Gianluigi Buffon – tej osoby, a właściwie legendy nie trzeba nikomu przedstawiać. Mistrz w swojej dziedzinie, wielki bramkarz i człowiek. Legenda Juventusu Turyn. Wielki przyjaciel i niesamowita osoba.
Dla 36-latka to zalewne ostatnie sezony
na bramce. W takim wieku spisanie swojej autobiografii jest bardzo dobrym
pomysłem. Dzięki temu sam autor może od nowa przeżyć wszystkie najlepsze, ale
również najgorsze momenty kariery. Kibice oraz jego fani mogą dowiedzieć się o
nim jeszcze więcej i poznać go z innej strony.
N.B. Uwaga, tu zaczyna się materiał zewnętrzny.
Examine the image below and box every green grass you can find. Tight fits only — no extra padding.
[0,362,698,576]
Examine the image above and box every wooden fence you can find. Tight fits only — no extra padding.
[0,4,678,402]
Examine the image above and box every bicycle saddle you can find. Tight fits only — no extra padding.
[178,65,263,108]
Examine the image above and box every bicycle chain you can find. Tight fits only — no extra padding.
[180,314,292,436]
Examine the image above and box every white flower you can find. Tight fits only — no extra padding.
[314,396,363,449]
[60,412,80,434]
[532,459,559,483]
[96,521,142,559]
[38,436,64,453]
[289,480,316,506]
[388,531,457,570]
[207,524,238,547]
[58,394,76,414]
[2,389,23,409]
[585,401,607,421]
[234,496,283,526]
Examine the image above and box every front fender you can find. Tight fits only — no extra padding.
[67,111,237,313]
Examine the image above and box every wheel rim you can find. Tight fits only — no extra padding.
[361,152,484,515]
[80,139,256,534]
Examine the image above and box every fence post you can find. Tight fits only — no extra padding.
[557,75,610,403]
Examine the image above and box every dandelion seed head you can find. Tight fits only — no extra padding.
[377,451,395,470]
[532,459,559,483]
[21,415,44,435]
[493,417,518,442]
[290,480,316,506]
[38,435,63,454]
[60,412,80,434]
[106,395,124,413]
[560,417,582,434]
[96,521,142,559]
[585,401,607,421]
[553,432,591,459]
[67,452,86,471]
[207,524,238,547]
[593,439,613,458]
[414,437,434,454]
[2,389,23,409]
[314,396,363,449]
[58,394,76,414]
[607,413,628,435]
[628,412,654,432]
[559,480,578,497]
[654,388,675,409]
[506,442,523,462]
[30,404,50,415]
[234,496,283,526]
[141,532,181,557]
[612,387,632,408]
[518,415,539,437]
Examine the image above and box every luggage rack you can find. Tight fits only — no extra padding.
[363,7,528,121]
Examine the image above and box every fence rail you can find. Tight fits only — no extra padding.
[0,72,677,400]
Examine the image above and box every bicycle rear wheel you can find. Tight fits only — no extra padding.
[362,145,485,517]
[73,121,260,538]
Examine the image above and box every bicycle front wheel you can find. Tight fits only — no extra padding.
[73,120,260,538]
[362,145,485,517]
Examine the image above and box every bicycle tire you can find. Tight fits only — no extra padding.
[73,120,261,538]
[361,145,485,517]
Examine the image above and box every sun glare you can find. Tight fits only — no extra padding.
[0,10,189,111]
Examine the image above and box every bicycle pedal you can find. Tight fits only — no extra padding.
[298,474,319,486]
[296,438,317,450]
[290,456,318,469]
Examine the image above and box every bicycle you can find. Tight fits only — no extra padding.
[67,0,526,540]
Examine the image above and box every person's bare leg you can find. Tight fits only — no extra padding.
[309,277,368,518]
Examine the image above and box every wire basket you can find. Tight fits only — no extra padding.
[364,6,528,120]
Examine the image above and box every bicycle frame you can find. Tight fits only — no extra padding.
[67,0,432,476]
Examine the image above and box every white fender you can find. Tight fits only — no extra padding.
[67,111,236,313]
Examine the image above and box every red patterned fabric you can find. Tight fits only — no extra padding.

Książka rozpoczyna się od wstępu Roberto
Perrone – współautora oraz prologu samego piłkarza. Książka wzbogacona w
wkładkę zdjęciową kończy się ciekawym rankingiem, a właściwie pytaniami do
zawodnika, o najlepsze parady, wpuszczone gole, wpadki, przeciwnicy, stadionach
czy kibicach.
W swojej autobiografii Gigi opowiada o
swoim życiu rodzinnym, debiucie w młodzikach, pierwszym zespole, o dniu w
którym pierwszy raz poczuł się sławny, a także o swoich przygodach kibicowskich,
ponieważ sam był ultrasem.
Autobiografie zawsze są ciekawsze od
biografii i o wiele lepiej się je czyta. Książka pisana przez samego zawodnika
na pewno musi się czytelnikowi spodobać. W związku z tym, ta napisana przez
Buffona jest jak najbardziej godna polecenia.